Song by Charli XCX

from the album Music, Fashion, Film
- Released: 24 July 2026
- Genre: New wave; post-rock;
- Length: 2:31
- Label: Atlantic
- Songwriters: Charlotte Aitchison; Alexander Guy Cook;
- Producers: Charli xcx; A. G. Cook;

= Magic Metal Montana =

"Magic Metal Montana" is a song by British singer and songwriter Charli XCX. It was released on 24 July 2026, under exclusive license to Atlantic Records, as the penultimate track from her seventh studio album, Music, Fashion, Film. The new wave and post-rock song is a platonic love letter to her producer, A. G. Cook, who has produced on every Charli project since Number 1 Angel (2017).
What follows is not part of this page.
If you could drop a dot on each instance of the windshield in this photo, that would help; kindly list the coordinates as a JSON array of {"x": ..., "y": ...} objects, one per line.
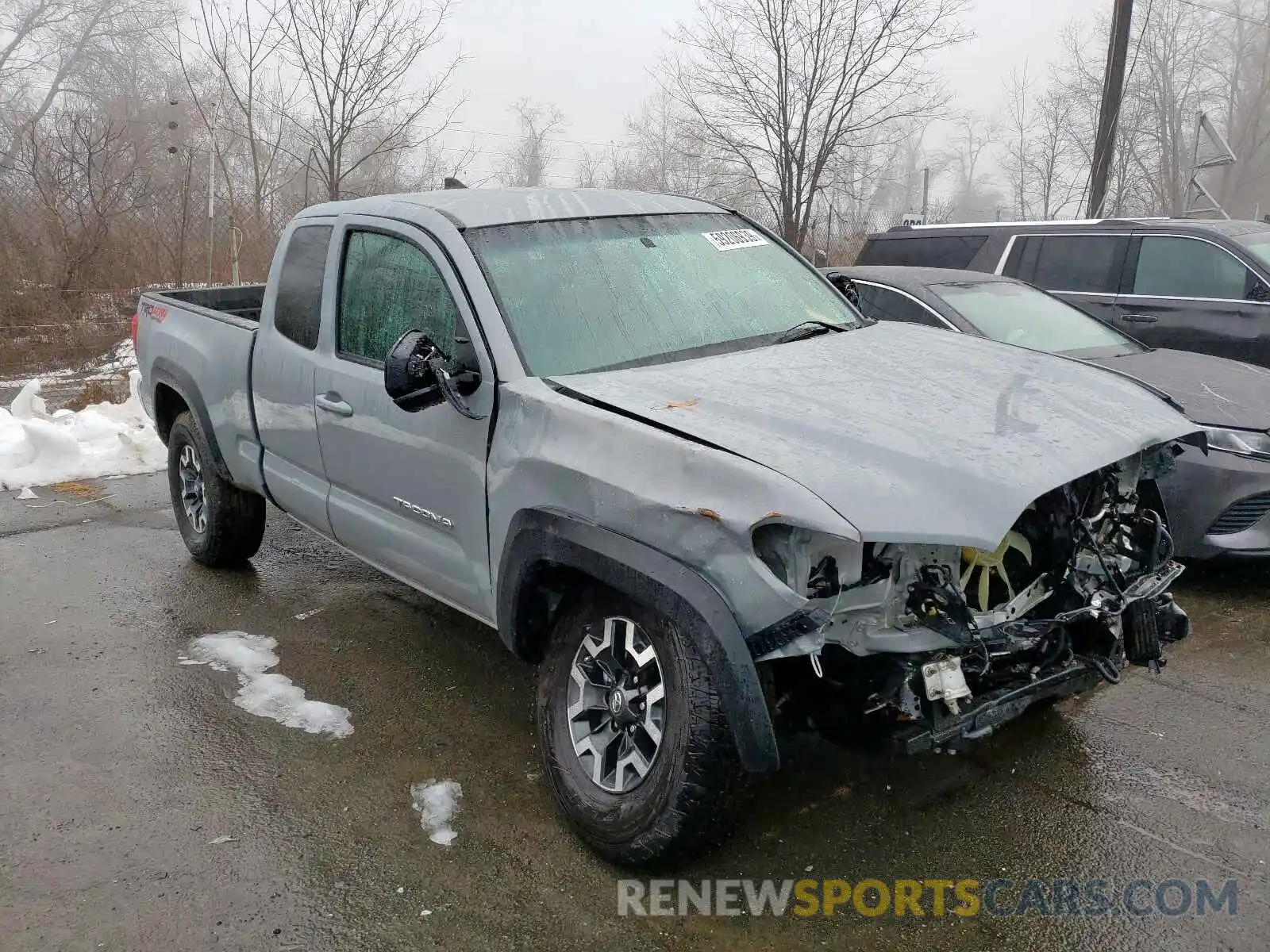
[
  {"x": 583, "y": 295},
  {"x": 1019, "y": 314}
]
== Composition and lyrics ==
"Magic Metal Montana" has been described as a new wave and post-rock track. In the song, Charli straightforwardly details her creative connection with Cook with the line "We make music, we talk that way", as well as smaller details about his taste with "You like old things, magic, metal and Montana" and "Drink some whiskey, but not really / You don’t drink, so I’ll drink for two". However, she then states that she would "cry if you died". Heavy reference to her late collaborator SOPHIE is mentioned in lines like "I’d be nothing without you/I think you taught me, I think I taught you".

== Critical reception ==
The Fader called the song "a heartfelt ode to friend and collaborator A. G. Cook" and said "This almost diaristic portrait of her friendship with Cook is both a straightforward look at an enduring relationship, and a more broad mediation on friendship itself. Overall, it's just very, very sweet". Vulture said the track was "both the silliest song on an intentionally casual album and one of the record’s surprisingly moving apexes" and said the song was written in "Charli's trademark non-rhyming lilt, curtly describing their working relationship". Jason Frank, writing for Vulture, also said "Charli attempting to get across how much she cares about Cook takes on an epic, artful function. She’s contending with the very real possibility of loss as time continues to pass by and is realizing that the art she and Cook have made together isn’t enough. She needs to tell him how she feels. The song is blunt and not particularly pretty or high-concept, but that’s what makes it great". Variety said "her trademark effervescent melodies shine through" and said the song "features her effortless melody lines and sparkling synth flourishes". Beats Per Minute said the instrumentals of the piece reminded them of The Strokes and said the lyrics were "earnest and passionate commitment" and that "It’s such a cool track, once more using artistic elements for meta narration".